'Fly Closer To The Sun'

The tale of Icarus tells of a young man who flew too close to the sun and fell from the sky when his wings melted. It's a tale of caution, warning us to remember our limitations. Seth Godin, through a video created Squarespace, wants you to know this is a load of crap.

Knowing your limits creates a ceiling for your accomplishments. It's especially silly because you can't actually know where any barrier on your personal abilities actually lies. We find out what we're capable of by pushing those perceived limitations and taking the risk of flying too close to the sun. Sometimes we'll fail and sometimes we'll succeed, but we'll always learn from the process.

The Icarus Deception [Squarespace via Swissmiss]


    The video source is blocked at work, unfortunately, but if the description in this article is anything to go by, Seth Godin has badly misinterpreted the message of the story of Icarus and Daedalus. Icarus' story is about understanding the reality of limitations, and avoiding the dangers of over-confidence and over-ambition. It didn't matter that Icarus was confident he could fly as high as he liked, the reality was that with the equipment he had, he simply couldn't. No amount of confidence or feel-good 'you can do it' attitude would have changed the facts.

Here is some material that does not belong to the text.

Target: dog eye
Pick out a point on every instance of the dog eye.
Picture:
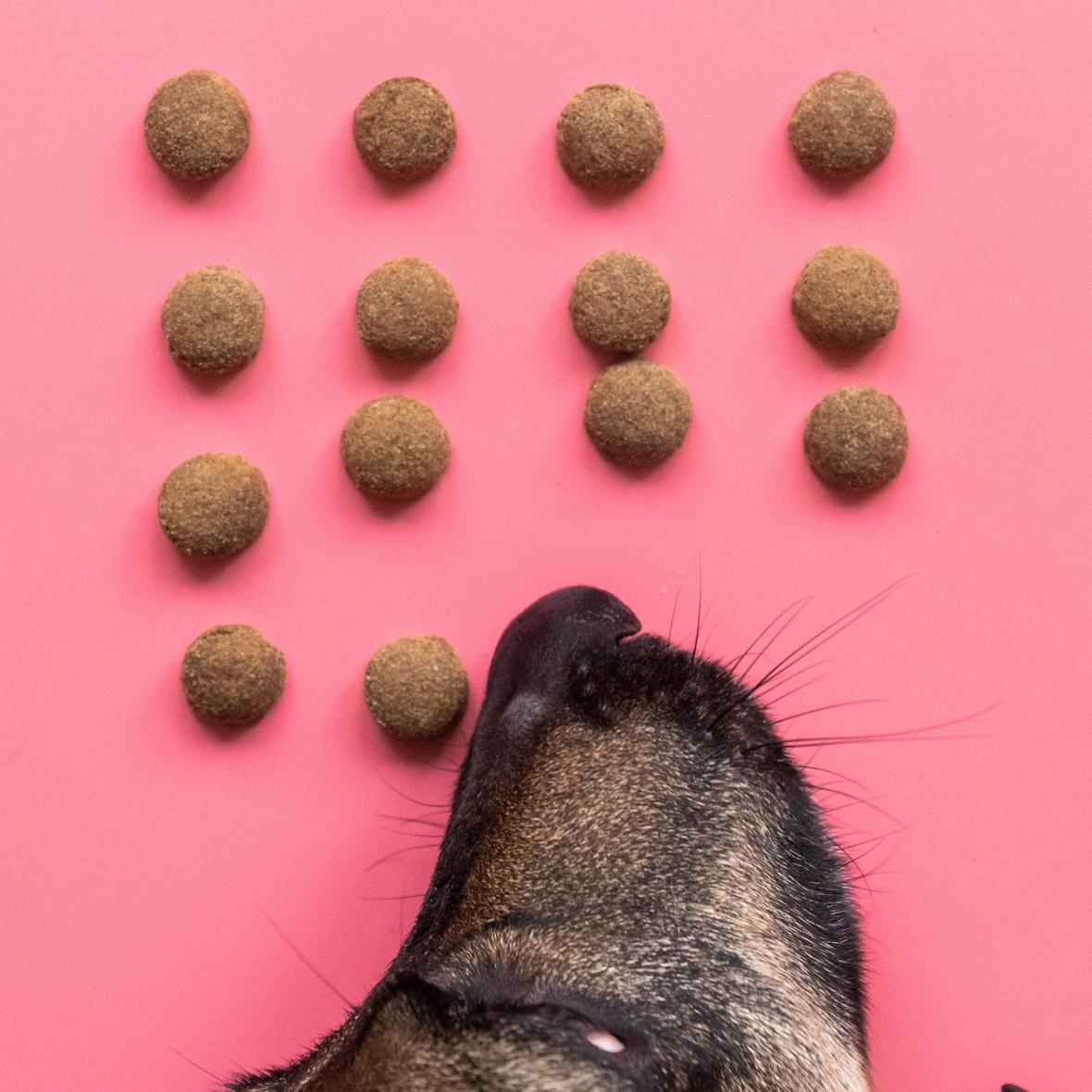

    Knowing your limits doesn't create a ceiling for your accomplishments at all. It's essential to know and understand your limits before you can truly overcome them and expand your potential. It's not just a matter of setting your sights high and then praying you have the capability to get there: if Icarus accepted the limit of his flight, he could have approached it cautiously, tested those limits and developed - through understanding - a way to overcome those limits and soar higher. Instead, his ambition and over-confidence resulted in his downfall.

    The lesson in the story of Icarus is as relevant today as it has always been.

      I'm not saying you're wrong, you've obviously thought a lot about this, but I think you're missing the point of what he's saying, because you're concentrating on a small mistake that he's made in the telling of it.

      I've heard Seth Godin speak on this topic recently on a number of podcast interviews, and he actually makes a very different point from what Adam says. He claims that in the original Icarus story, Daedalus warns him not to fly too high (which we all know) but also not to fly too low (which he says has been removed from more modern versions of the story).

      He's saying we are only told the first half because it's convenient for industrial society (because that's how they get millions of compliant employees working in factories). But it would be inconvenient/dangerous if people were told, "Don't fly too low!" because then they might be encouraged to take initiative, stop obeying orders, and do their own thing.

      So, in his opinion, the "deception" part of the Icarus Deception is not that you can exceed your limits, but that artificial limits have been imposed on you. His message is, "Fly higher", not "Fly as high as possible".

      At least, that's how I understand his take on it.

        Fair enough then. As I said, I wasn't able to view the video so I was relying on Adam's description. I guess I should have learned my lesson by now about trusting the Kotaku/Gizmodo/LH description to match the video =)

    If you [x] then you will [y].

    When x = something stupid, and y = die, then how is this a load of crap?